6 Responses to Theory Will Only Get You So Far….

  1. MarkB says:

    To be fair, I don’t think it’s so much a case of teachers and schools being confused, as bloomin’ pissed-off with all the senseless, political jerking around they have to endure – it really doesn’t help good things happen.

  2. Spot on analysis …as usual, by David. There’s more than one way to skin a cat and when it comes to music, there seems to be plenty of options available for teachers and learners alike….especially with the web and social media. One problem we see in the states is that teachers often teach how they were taught, which is not only limiting but awfully short sighted. Another maddening factor is that somehow music teaching is thought of as an activity in which only school-agers participate. With all of the findings about the power of music, brain function and general well being seemingly overlooked in favor of “music makes kids smarter in math” campaigns to save public school programs. Perhaps we (as teachers) could reach a far wider audience by ‘marketing’ more carefully and by using the power of the web and technology to create more music makers of every demographic. The last thing we need is for government (or any ‘organization’ for that matter) to decide which is the right way to reach those who want to learn music. What we do need is more innovation and connectivity that will make more options available for music learners (and teachers) at all levels.

  3. Ben says:

    Well said, David! I couldn’t agree more, it is funny that in Australia it seems we could be heading down the same track if we don’t have enough support for informal learning. It was great that both yourself and Musical Futures had input and were mentioned in the recent review into music ed.
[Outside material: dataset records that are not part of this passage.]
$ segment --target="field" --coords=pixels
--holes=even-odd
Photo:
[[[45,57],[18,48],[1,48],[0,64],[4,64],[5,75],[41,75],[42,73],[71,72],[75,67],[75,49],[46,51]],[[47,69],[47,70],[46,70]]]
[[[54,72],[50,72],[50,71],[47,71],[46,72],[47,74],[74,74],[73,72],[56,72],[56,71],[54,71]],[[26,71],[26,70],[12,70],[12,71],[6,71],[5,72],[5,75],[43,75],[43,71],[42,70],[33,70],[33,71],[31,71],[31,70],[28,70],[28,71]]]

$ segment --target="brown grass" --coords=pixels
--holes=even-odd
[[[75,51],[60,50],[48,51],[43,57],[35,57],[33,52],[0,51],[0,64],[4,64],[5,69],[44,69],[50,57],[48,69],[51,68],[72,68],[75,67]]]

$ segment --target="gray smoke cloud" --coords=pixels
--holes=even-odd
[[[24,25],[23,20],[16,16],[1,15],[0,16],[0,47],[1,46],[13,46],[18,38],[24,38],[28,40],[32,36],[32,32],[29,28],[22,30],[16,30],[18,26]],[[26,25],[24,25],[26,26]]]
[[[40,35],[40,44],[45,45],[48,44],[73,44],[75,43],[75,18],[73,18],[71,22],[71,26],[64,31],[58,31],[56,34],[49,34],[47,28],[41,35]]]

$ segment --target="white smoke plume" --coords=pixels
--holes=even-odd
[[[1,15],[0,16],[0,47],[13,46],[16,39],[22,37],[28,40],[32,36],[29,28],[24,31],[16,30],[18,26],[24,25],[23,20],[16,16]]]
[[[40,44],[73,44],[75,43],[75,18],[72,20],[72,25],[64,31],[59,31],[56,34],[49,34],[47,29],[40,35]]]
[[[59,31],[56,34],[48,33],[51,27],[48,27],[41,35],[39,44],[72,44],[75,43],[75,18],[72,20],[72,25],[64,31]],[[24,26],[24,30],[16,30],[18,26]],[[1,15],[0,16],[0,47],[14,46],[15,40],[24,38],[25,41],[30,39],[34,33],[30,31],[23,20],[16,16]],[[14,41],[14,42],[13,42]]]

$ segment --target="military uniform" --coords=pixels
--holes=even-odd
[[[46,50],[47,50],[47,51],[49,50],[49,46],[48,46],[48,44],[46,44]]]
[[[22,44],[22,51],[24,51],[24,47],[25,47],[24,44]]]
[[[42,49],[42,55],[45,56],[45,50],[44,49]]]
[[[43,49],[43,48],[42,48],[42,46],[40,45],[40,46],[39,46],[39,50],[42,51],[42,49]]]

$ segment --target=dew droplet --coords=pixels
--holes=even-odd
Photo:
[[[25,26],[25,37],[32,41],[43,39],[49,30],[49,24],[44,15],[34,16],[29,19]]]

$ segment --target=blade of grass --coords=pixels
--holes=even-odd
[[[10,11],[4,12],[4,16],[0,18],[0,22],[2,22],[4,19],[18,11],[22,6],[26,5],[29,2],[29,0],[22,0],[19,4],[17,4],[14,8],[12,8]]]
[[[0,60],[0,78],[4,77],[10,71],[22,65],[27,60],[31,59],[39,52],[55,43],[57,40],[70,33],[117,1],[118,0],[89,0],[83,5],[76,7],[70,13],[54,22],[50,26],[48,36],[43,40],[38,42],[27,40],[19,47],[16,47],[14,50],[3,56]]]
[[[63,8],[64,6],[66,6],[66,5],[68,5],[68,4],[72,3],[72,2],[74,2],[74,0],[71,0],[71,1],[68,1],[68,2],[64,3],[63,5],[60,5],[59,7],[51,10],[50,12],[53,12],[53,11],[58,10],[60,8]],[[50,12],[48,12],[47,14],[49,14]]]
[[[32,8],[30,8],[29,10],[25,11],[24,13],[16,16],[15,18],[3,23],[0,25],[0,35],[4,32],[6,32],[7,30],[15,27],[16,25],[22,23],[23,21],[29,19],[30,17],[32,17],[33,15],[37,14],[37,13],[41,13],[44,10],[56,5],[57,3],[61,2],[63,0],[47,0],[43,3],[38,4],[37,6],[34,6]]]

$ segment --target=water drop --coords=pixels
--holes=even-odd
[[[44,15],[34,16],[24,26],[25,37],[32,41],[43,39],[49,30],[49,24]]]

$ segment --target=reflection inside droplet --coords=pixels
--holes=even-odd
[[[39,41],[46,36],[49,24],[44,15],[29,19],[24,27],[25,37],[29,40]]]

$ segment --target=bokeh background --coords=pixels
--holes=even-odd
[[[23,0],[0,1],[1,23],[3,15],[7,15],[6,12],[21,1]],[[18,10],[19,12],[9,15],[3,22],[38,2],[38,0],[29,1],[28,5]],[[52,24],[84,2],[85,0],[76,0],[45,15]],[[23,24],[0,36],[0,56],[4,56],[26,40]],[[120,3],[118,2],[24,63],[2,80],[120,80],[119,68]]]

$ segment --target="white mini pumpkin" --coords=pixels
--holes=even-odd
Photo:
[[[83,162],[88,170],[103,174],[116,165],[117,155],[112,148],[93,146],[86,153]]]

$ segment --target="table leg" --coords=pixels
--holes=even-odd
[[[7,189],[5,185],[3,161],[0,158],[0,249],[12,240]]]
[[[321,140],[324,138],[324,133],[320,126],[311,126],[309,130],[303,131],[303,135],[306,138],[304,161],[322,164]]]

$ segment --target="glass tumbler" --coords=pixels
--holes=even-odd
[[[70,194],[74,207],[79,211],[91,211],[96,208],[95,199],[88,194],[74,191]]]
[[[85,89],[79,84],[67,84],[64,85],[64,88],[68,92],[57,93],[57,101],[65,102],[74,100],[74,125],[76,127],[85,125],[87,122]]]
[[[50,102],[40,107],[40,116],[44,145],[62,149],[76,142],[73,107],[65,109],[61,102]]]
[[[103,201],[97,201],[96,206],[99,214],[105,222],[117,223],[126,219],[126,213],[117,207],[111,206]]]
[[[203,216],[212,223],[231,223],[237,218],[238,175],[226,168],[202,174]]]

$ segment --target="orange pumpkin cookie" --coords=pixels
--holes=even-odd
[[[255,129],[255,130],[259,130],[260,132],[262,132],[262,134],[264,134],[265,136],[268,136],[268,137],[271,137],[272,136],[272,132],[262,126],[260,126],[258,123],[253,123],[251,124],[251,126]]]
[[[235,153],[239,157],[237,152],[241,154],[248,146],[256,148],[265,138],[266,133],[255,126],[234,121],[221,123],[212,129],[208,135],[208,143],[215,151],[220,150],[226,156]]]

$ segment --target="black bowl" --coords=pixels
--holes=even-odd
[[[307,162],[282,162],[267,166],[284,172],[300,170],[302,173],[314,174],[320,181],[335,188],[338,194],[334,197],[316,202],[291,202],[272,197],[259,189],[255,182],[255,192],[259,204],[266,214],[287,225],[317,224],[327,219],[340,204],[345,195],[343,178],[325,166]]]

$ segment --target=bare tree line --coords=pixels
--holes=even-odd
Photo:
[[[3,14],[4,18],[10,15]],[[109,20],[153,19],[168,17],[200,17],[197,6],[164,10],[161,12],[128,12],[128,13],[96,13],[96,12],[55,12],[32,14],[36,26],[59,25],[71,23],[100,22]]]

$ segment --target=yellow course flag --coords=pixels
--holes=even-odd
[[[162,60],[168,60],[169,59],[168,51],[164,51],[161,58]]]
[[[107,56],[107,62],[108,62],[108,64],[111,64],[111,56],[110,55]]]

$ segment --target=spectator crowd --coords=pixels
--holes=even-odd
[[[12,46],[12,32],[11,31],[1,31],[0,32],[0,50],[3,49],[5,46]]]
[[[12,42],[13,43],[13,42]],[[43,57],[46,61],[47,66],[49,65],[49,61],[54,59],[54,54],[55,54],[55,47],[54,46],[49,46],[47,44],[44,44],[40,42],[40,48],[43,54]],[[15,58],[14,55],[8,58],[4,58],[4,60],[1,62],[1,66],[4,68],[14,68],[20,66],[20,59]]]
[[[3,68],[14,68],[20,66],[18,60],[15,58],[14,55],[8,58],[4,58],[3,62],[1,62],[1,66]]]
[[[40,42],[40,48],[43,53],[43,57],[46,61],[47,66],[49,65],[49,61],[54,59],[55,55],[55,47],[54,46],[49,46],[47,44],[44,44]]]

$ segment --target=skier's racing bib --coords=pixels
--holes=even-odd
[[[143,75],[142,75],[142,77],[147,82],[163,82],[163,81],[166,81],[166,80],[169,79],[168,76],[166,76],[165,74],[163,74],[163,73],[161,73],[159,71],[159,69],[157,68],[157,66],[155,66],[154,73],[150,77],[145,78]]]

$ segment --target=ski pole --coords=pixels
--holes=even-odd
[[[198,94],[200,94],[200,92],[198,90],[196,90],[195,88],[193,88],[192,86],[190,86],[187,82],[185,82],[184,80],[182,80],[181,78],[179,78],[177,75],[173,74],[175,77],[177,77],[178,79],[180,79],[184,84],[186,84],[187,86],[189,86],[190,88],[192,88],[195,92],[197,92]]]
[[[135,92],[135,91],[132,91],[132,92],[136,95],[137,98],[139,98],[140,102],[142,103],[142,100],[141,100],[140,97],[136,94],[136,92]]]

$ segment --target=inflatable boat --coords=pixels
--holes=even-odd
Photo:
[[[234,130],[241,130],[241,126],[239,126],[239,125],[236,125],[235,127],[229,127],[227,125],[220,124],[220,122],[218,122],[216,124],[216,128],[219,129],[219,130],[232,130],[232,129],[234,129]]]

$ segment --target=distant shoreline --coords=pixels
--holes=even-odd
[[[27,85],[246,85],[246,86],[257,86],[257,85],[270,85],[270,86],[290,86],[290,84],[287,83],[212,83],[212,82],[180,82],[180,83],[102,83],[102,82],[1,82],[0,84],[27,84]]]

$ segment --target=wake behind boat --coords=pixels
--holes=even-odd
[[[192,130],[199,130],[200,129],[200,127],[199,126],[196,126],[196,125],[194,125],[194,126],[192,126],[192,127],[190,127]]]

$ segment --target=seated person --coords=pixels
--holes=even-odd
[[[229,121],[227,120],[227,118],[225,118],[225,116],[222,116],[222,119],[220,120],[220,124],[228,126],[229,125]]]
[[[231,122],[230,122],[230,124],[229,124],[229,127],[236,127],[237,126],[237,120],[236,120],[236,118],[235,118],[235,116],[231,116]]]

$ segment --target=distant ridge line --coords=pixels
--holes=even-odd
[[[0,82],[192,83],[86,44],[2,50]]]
Hopefully, more people will see the value of the Musical Futures approach here in Australia and we will see it take off!

  4. Richard Jones says:

    Hi Dave
    I don’t think Ofsted is saying symbol before sound, just that we should not be afraid to teach notation.. when the time is right!

  5. Very well written post! But let me ask a question (not knowing anything about the Brittish school system): Is this all a consequence of a situation where the people responsible for the Ofsted report, and maybe the teachers as well, do not know how to work with assessment of practical musical skills? In Norway we’ve had a heavy emphasis on assessment for the last 5 years or so, resulting in lots of music teachers feeling they’re forced to bring a lot more theory to the music classes. I argue that this is simply because they are not trained in doing assessment of practical skills. One tends to believe that assessment in music, except in theory, will always depend on personal taste. I believe that is definitely wrong, and I have developed a system for assessment of performing and creative skills in general music classes. I’ve been giving courses for teachers all over Norway and they really appreciate it – letting them combine both formative and summative assessment with all the practical activities they believe in. There’s still a long way to go, but this approach to the antagonistic forces in music education has proven to be useful. As already mentioned, I don’t know a thing about your schools, but might the Ofsted-report, and the teachers response, suffer due to a lack of a proper system for assessment of performing and creative skills in music?

    • David says:

      I suspect there is some truth in what you’re saying. However, I suspect it’s more to do with the general ‘toughening up’ on English schools by the OFSTED agency. It’s only a year or so ago that they were saying that there was too much emphasis upon theory and not enough on practically making music.
      cross learning as a whole there is always a tendency to test what is easily measured – and it’s easier to measure theory (there’s usually a right or wrong answer) than grapple with the nuances of performance, as you’re successfully doing.
      How the English government think the best way to improve schooling is to alienate teachers, is beyond me.